I have finished the concrete slabs your glass and steel building rests upon.
I’ve done the shit work, the work the fat-faced red-neck whiskey-gutted blue-collar grunt has done. I’ve watched seven men die on construction sites, seen men flopping on the ground like fish in the dirt, their pants fouled, seen men with their skulls split and splattered like hammer-beaten watermelons, seen the way the corpses’ eyes clouded and ceased to see. I’ve passed out from exhaustion before lunchtime. But I’m not one of them, I never have been, and I hereby declare it, unabashedly, without reservation, without guilt. You see, I’m not a postal worker, I’m not a milkman, and as poor as I might be, as little money I might have to spend on VCR’s and wristwatch-televisions and ice-making refrigerators, I still haven’t become one of the bucket-headed middle-class television-stupored clots of ignorance that today’s writers claim to be and fraternally embrace. In my fiction, the first person, the “I” of my narrative, is the most important character. The occasional “you” is an implication, a chastisement, an insult. I don’t want to hear about your pain, I refuse to listen to your laments: I’ve howled myself and I have no sympathy. Eat your own excrement. I didn’t do it. I’ve looked out of my window at night and seen the smog, I’ve breathed the same shit in the air that you have, I’ve walked out my door at three in the morning and smelled the stench of the great American armpit. I know it’s there, and I don’t claim to embrace it. I condemn it. And I condemn you.

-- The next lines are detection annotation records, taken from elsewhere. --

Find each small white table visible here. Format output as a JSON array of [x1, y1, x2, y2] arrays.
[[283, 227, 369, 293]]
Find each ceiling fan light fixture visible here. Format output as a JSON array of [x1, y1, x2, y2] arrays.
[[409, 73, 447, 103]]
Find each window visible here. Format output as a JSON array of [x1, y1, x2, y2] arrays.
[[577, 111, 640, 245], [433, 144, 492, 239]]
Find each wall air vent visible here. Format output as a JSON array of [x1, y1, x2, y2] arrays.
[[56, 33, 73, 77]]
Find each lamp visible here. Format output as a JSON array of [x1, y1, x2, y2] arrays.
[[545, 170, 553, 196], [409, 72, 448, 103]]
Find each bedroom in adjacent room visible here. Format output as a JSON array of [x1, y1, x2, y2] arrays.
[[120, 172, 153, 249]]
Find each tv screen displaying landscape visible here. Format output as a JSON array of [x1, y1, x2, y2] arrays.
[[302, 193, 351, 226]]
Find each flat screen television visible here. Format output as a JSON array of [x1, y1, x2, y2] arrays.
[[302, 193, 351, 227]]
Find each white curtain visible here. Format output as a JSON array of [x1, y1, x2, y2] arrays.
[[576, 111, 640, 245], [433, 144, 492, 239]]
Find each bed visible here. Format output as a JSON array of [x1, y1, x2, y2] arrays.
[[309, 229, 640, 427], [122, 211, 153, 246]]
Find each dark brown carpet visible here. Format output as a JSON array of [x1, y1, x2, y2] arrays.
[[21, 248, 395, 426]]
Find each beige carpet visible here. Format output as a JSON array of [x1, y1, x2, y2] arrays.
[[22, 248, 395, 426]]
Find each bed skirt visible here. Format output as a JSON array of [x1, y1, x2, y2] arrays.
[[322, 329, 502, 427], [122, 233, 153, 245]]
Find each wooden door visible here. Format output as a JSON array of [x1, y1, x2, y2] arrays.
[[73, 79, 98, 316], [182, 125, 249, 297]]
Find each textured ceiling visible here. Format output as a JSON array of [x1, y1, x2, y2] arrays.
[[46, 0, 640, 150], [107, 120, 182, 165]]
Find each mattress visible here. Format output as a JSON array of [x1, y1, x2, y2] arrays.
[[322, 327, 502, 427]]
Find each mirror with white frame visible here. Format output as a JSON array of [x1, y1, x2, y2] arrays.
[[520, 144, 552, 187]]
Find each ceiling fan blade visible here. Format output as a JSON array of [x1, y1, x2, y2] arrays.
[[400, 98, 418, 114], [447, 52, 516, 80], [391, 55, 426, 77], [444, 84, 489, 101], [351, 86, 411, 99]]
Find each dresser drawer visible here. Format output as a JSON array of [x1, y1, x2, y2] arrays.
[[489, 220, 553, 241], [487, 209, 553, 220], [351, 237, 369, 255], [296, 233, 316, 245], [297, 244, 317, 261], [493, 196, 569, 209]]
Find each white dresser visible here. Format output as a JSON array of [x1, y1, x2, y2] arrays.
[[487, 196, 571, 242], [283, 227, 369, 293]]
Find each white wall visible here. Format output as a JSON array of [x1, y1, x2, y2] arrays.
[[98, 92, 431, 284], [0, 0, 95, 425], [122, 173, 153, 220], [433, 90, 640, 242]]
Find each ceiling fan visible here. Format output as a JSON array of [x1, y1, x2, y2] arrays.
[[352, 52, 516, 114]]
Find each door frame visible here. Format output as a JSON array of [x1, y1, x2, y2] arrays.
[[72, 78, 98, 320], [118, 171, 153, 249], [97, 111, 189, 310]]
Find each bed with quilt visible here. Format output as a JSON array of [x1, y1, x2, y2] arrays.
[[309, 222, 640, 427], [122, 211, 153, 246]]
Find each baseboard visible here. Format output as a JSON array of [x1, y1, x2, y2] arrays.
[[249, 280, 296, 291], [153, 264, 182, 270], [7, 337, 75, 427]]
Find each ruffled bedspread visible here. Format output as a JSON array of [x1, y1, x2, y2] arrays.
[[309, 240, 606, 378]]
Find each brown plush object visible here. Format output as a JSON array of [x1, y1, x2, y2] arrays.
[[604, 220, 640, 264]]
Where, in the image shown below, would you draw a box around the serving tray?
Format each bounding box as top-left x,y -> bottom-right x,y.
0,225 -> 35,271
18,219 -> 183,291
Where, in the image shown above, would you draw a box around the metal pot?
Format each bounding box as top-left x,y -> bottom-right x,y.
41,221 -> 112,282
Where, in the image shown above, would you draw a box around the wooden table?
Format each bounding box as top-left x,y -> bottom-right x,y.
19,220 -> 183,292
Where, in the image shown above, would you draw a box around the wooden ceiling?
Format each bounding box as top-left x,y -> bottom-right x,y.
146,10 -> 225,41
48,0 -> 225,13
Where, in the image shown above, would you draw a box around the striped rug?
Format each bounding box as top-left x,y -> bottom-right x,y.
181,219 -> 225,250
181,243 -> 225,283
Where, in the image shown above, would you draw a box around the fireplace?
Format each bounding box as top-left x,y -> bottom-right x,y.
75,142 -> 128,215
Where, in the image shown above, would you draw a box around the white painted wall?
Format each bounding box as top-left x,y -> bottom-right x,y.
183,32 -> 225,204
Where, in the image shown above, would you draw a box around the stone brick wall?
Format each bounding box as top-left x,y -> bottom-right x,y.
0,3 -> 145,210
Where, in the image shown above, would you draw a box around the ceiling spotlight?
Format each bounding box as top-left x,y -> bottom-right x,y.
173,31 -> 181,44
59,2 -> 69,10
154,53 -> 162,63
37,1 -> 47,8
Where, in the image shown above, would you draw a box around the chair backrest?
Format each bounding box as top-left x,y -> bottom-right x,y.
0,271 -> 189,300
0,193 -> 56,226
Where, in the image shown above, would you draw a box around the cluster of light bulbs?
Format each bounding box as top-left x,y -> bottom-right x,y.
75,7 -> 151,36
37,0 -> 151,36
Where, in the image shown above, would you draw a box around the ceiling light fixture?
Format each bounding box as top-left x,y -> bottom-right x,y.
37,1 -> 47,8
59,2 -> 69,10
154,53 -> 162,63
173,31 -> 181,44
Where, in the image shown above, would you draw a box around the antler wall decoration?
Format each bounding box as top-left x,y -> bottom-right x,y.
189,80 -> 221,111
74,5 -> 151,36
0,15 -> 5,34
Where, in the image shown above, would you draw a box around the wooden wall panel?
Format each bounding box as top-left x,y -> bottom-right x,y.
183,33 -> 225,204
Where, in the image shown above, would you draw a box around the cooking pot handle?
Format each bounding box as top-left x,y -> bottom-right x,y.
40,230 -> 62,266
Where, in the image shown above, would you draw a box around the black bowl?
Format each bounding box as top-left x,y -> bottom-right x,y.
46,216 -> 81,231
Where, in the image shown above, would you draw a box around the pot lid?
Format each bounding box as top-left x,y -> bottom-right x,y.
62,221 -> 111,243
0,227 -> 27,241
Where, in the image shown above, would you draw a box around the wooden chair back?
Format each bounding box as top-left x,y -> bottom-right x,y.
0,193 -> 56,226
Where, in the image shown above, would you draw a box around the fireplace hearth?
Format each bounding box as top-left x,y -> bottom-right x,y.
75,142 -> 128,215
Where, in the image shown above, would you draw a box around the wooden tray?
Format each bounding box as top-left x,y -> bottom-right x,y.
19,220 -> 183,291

But don’t get me wrong—I’m not without compassion. If I had no compassion for the human condition I wouldn’t bother to write, I’d sit in a crowded dark hovel and laugh, laugh like a deathly complacent green-faced ghoul in an amusement park haunted house at the ridiculousness of your plight, your woeful eternal suffering. My compassion has nearly ruined me, and it is only by objectifying that compassion that I can utter a single syllable. Perhaps it’s the human condition as an abstraction that I sympathize with rather than the individual man. I can know the abstraction because I am part of it, but the only individual man I know is T-Bird Murphy. So I’m not going to tell you the story of a plumber who has left his plunger on the job and finds an analogy between the plunger and God, or a story about a bored housewife, a preacher’s wife, a jealous wife, a midwife, an ex-wife, etc. I’m not going to waste my time writing about a professional lawnmower whose blades are stuck and therefore contemplates the origins of the cosmos. I’ve got better things to write about—like myself.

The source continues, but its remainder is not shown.